The Steelers’ blockers frequently looked confused and a few times found themselves blocking air as the Giants pass rushers pressured Roethlisberger.

No running room to be found

The Giants’ defensive front was impressive, the Steelers’ front was downright scary.

At the very least they were a nightmare for Saquon Barkley. The Giants’ star running back was a non-factor on the ground, as the Steelers were behind the line of scrimmage on nearly every play. Whether they were shooting gaps, beating blockers to their spots, or simply bulling the Giants’ linemen backward, it was rare that the Giants had a running play that wasn’t disrupted before it could even get going. Daniel Jones was the Giants’ leading rusher with 22 yards on 4 carries, while Barkley had just 6 yards on 15 carries and had negative yardage for most of the night — though he did finish with 6 receptions for 61 yards and a long of 38.

This was always going to be a tough match-up for an offensive line featuring three new starters who had never played a game together. And we should recognize that the line played tough throughout the game. They seemed to start to get some traction on the Giants’ long 19-play drive which took most of the third quarter, but the Steelers’ defense was able to rebound after a rest.

Keep it quick

That Pittsburgh defense was all over the Giants’ offense in the first quarter and much of the first half. Their defense lived in the Giants’ backfield in the running game, and they had no answers for the Steelers’ pass rushers early on.
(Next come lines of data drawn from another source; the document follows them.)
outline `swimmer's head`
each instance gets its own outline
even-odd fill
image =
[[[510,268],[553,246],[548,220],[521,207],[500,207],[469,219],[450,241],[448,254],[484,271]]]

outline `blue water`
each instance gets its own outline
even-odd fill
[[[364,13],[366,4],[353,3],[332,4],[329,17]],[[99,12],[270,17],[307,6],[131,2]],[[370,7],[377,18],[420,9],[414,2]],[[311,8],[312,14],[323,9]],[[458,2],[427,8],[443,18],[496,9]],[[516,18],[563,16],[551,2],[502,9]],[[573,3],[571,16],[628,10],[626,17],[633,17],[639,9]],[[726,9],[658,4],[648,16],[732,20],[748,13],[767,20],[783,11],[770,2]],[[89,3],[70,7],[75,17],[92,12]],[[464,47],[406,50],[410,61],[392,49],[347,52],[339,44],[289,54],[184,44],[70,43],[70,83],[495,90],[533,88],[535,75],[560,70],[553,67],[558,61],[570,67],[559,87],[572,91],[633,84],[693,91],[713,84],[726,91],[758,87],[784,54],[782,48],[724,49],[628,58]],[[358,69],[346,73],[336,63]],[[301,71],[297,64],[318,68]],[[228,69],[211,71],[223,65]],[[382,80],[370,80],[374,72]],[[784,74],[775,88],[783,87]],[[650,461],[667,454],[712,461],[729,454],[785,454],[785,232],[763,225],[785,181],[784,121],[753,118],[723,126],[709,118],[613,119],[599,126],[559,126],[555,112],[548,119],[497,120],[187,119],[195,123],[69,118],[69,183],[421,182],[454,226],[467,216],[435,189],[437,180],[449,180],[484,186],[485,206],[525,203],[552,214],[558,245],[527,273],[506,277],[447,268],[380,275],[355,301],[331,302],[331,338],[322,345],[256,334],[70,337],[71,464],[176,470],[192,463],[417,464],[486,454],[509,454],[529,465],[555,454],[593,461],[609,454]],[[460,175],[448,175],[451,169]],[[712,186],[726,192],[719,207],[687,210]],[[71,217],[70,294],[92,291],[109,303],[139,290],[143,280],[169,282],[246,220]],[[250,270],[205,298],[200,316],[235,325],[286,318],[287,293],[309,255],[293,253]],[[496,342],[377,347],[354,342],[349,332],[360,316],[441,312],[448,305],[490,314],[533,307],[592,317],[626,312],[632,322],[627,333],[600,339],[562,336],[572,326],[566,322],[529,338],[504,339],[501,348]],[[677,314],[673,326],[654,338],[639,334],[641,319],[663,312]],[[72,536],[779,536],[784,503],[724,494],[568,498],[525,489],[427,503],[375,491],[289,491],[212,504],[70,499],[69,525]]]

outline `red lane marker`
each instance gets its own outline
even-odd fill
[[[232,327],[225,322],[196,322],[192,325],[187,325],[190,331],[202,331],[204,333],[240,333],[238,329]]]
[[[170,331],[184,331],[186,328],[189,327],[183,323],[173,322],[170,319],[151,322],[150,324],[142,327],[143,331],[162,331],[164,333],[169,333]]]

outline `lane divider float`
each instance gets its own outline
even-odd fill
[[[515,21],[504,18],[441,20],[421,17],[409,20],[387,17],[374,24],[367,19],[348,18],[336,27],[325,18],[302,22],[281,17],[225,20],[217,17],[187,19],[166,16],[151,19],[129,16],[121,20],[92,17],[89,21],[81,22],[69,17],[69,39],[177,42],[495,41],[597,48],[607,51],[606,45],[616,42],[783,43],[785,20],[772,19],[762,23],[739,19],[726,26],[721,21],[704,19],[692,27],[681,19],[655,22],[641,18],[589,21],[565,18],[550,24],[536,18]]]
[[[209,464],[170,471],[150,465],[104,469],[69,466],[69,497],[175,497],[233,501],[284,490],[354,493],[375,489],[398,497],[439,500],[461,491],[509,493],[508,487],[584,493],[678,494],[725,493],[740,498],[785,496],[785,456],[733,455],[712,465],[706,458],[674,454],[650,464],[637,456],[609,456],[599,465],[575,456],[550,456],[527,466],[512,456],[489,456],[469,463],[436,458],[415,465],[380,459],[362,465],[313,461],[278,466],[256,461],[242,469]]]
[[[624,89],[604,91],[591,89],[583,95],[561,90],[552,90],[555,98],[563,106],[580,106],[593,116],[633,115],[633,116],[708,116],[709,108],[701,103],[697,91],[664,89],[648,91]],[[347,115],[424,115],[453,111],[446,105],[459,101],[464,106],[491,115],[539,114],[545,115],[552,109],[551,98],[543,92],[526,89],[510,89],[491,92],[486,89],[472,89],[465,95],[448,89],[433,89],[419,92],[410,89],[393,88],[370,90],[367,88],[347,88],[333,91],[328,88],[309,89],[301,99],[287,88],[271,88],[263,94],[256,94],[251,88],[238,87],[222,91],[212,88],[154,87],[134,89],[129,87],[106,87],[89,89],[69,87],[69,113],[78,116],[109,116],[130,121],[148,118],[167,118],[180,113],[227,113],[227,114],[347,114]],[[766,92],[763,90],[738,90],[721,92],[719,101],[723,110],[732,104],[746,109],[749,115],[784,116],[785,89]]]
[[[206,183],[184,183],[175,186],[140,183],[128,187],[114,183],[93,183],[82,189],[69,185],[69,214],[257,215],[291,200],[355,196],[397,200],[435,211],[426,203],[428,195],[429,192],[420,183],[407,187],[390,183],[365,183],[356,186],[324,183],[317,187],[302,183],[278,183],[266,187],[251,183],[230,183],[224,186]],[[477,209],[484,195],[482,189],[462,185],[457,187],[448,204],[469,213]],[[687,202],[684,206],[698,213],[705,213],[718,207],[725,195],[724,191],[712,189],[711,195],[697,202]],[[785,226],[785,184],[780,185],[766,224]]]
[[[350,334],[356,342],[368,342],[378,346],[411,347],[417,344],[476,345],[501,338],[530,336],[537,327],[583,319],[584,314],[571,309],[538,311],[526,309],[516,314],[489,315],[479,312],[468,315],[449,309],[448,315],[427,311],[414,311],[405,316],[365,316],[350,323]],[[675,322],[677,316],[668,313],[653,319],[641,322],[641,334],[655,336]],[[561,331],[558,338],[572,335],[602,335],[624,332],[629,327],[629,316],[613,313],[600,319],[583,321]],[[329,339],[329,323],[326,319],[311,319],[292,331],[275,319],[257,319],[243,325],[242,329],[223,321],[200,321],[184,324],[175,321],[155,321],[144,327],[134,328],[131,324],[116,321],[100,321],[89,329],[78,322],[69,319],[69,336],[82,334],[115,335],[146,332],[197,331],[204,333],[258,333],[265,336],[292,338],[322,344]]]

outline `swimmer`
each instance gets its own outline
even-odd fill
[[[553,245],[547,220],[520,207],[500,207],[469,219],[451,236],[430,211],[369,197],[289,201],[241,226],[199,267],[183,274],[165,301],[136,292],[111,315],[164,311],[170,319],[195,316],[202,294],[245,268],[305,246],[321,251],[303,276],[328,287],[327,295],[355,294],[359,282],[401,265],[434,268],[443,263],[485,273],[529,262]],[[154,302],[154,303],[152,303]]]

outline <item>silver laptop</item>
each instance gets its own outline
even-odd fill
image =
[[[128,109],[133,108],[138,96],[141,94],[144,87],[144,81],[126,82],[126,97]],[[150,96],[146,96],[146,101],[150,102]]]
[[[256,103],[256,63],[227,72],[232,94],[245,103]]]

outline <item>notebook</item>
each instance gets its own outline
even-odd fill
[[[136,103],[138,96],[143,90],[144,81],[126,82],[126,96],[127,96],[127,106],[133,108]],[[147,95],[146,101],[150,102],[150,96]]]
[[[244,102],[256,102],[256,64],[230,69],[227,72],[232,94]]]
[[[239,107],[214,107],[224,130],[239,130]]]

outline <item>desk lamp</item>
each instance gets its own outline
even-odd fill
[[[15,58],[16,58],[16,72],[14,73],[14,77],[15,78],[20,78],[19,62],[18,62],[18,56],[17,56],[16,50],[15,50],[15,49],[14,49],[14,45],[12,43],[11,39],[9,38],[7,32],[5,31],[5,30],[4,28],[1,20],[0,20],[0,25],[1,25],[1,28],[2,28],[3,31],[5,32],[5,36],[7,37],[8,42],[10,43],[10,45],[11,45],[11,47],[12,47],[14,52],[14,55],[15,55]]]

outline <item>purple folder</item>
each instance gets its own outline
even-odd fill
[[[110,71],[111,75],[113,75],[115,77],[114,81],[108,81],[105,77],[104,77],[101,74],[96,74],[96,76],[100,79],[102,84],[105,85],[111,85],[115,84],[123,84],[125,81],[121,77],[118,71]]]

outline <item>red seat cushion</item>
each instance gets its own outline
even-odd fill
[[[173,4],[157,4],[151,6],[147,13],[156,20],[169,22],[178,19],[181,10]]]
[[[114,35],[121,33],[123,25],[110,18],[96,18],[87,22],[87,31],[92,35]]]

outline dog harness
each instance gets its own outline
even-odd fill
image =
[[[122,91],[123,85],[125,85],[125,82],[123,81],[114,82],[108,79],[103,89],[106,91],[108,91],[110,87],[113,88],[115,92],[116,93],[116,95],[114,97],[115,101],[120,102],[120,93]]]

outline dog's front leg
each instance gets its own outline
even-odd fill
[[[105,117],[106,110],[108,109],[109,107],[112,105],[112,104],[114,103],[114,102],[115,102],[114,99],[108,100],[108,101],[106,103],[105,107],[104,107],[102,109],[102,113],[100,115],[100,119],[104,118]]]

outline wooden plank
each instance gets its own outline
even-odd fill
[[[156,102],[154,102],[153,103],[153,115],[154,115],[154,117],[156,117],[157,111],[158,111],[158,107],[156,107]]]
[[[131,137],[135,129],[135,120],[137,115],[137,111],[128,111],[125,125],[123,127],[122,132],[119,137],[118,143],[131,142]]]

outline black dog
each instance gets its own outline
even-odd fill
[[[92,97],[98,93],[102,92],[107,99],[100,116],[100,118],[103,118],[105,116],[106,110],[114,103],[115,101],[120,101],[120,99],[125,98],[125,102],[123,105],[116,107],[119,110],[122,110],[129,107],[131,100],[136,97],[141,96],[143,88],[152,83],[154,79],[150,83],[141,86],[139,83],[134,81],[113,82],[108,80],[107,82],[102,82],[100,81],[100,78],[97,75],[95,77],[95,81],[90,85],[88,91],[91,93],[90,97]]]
Bud Dupree had 8 quarterback pressure by himself (19.4 percent pressure rate per NextGenStats) while T.J. Watt and Stephon Tuitt added 5 pressures each (15.2 percent and 14.3 percent pressure rates, respectively).
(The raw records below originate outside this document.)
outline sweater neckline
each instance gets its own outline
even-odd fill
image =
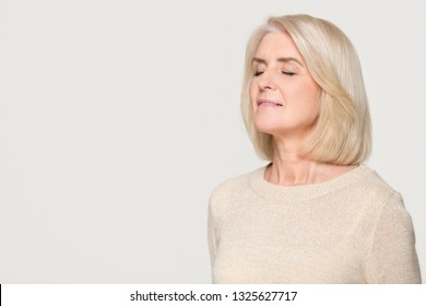
[[[372,170],[365,164],[360,164],[356,168],[353,168],[345,174],[323,183],[299,186],[281,186],[269,183],[264,179],[264,172],[267,167],[268,165],[255,170],[251,174],[250,187],[260,197],[275,201],[305,201],[312,198],[318,198],[332,191],[342,189],[343,187],[363,179],[372,173]]]

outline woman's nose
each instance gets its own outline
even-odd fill
[[[258,82],[259,89],[262,91],[275,91],[277,89],[276,83],[272,80],[271,75],[267,75],[263,73],[260,75],[260,80]]]

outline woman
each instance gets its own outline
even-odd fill
[[[269,165],[212,193],[215,283],[421,283],[403,200],[363,164],[370,117],[335,25],[271,17],[249,39],[241,109]]]

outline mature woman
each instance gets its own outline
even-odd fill
[[[269,19],[247,46],[241,108],[270,163],[212,193],[213,282],[421,283],[401,195],[364,164],[370,117],[342,31]]]

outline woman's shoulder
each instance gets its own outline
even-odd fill
[[[260,172],[264,172],[264,167],[257,168],[246,174],[237,175],[229,177],[223,181],[221,181],[212,191],[212,197],[221,197],[232,193],[239,193],[250,185],[250,178]]]

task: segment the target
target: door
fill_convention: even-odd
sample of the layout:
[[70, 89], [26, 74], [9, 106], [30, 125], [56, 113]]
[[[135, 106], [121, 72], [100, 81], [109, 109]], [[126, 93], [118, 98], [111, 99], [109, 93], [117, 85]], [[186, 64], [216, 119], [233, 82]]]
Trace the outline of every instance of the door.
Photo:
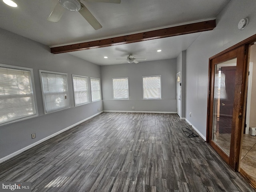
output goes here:
[[181, 117], [181, 78], [180, 72], [176, 75], [176, 100], [177, 100], [177, 114]]
[[210, 59], [207, 141], [235, 170], [244, 122], [248, 46]]
[[[225, 98], [221, 96], [220, 101], [219, 124], [221, 126], [220, 133], [223, 134], [231, 134], [236, 59], [229, 61], [228, 62], [231, 63], [226, 64], [225, 66], [222, 64], [222, 66], [219, 68], [218, 72], [221, 74], [221, 77], [224, 78], [222, 80], [224, 84], [223, 85], [221, 84], [220, 85], [224, 86], [221, 88], [224, 89], [225, 91]], [[221, 65], [219, 64], [218, 66], [220, 66]]]

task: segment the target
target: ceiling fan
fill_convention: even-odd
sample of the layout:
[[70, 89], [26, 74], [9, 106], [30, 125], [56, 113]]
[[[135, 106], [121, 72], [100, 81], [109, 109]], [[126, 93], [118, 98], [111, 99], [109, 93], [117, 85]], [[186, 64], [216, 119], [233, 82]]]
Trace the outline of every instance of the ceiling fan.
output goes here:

And Pittsburgh was not shy about being “Blitzburgh”, either.

Per NFL NextGenStats, they called, by far, the most blitzes of any defense so far this weekend, blitzing on 61 percent of Daniel Jones’ dropbacks. Those blitzes were effective, too, with Jones completing 58 percent of his passes for just 177 yards and throwing a pair of interceptions.
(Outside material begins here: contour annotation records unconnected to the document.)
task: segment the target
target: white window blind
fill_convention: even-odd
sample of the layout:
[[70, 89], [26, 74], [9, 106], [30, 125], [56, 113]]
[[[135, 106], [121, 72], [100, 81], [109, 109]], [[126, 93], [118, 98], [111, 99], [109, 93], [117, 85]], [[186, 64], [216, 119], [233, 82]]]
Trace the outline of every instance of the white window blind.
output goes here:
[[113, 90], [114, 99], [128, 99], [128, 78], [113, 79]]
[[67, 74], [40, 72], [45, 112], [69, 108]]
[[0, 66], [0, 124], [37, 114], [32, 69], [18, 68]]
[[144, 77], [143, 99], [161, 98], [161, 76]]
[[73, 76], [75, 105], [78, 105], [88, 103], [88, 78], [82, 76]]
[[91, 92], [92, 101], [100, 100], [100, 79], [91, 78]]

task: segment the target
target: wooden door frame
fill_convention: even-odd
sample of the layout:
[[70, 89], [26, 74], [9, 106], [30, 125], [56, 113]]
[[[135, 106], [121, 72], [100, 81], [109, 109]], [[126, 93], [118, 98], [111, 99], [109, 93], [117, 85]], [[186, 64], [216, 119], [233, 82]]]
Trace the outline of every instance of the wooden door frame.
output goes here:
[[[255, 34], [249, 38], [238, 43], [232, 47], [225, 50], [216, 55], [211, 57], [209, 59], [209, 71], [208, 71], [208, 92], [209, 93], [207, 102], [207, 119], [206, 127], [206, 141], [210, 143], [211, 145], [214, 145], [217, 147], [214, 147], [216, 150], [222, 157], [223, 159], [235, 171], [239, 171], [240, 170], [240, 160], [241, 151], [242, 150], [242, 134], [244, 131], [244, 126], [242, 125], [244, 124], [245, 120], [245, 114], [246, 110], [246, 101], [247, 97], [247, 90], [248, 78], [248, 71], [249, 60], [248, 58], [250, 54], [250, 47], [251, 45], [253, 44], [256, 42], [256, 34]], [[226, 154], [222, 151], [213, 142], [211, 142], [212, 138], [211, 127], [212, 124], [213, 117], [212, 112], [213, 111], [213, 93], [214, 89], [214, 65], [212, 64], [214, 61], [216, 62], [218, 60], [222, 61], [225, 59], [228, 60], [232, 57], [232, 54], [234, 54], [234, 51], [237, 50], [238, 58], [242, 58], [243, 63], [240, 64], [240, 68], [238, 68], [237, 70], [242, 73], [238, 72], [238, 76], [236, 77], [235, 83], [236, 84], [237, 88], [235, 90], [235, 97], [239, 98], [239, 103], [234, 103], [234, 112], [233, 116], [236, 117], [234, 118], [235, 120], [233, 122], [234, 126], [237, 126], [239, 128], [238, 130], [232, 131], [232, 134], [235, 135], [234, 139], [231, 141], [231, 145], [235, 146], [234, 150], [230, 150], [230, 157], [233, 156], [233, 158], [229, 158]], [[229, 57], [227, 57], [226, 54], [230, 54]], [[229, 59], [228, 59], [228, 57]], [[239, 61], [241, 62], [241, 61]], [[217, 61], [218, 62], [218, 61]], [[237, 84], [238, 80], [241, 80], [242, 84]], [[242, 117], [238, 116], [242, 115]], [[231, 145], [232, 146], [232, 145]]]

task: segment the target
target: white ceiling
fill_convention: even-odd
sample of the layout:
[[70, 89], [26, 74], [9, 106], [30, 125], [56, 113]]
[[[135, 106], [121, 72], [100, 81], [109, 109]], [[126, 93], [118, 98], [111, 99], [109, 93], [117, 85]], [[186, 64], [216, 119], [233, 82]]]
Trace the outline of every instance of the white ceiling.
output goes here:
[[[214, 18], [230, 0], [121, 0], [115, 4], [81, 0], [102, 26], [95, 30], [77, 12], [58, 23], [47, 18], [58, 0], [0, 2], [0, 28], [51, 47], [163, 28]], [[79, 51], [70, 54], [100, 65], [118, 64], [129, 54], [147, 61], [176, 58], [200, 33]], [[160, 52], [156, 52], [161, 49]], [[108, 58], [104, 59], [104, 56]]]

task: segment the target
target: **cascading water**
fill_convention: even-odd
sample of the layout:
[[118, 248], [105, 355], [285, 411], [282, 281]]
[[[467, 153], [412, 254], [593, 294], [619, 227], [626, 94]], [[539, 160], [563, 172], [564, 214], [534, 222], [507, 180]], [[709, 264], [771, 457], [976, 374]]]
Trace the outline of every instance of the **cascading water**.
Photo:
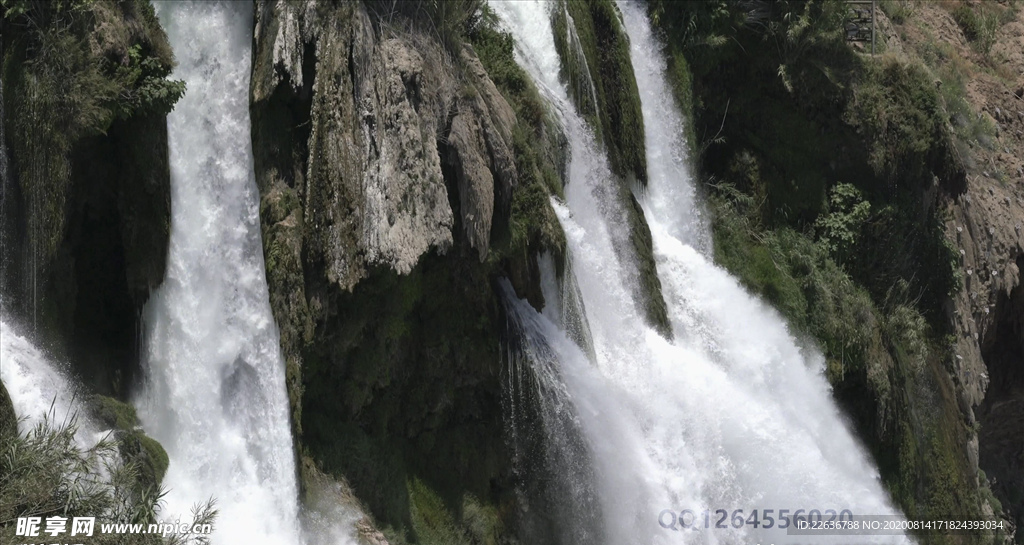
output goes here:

As the game wore on, it became clear that Jason Garrett had to make an adjustment. Deep dropbacks and multi-read passes put too much on the offensive line and Daniel Jones. So the Giants adopted a more-familiar spread offense to ease the pressure on their young players. The Giants helped Jones play faster by limiting him to quick, one and two-read throws, as well as using more formations with an empty backfield. That allowed them to spread the Steelers’ defense out and create quick, easy completions.

Once those completions started coming, the Giants were then able to push the tempo of their offense. It was most apparent on that long third quarter drive, when the Steelers just couldn’t get off the field. By the time Jones threw the interception in the end zone, the Steelers were dripping with sweat and clearly gassed.

It wasn’t enough to turn the tide of the game, but kudos to Garrett for adapting on the fly and moving away from his preferred scheme when he had to.

The NFC East is lead by ... Football Team?

The Giants falling to the Steelers isn’t a surprising outcome for week one. Pittsburgh was heavily favored and pretty much everyone expected them to walk away with the victory.

What is surprising is that neither the Philadelphia Eagles nor the Dallas Cowboys came away with a win. The Eagles coughed up a 17-point lead while the Cowboys lost to the Los Angeles Rams while suffering a trio of significant injuries.

And with the Giants losing as well, that leaves the Washington Football Team as the division leaders. They managed to overcome a that big deficit against the Eagles and for a big victory against a heavily favored foe. What should be concerning for the Giants — based on how the Steelers’ front disrupted the Giants’ gameplan — is that Washington pulled off the upset on the back of a fearsome pass rush.

Washington finished the game with 8 sacks, 2 forced fumbles, and 2 interceptions. Long-time veteran Ryan Kerrigan had two of those sacks, while rookie Chase Young and DT Matt Ioannidis were close behind with 1.5 of their own. Second year EDGE Montez Sweat and linebacker Jon Bostic added another sack each to the total.

This was only the first week and Washington certainly has serious flaws around its roster, but that defensive front has to be respected.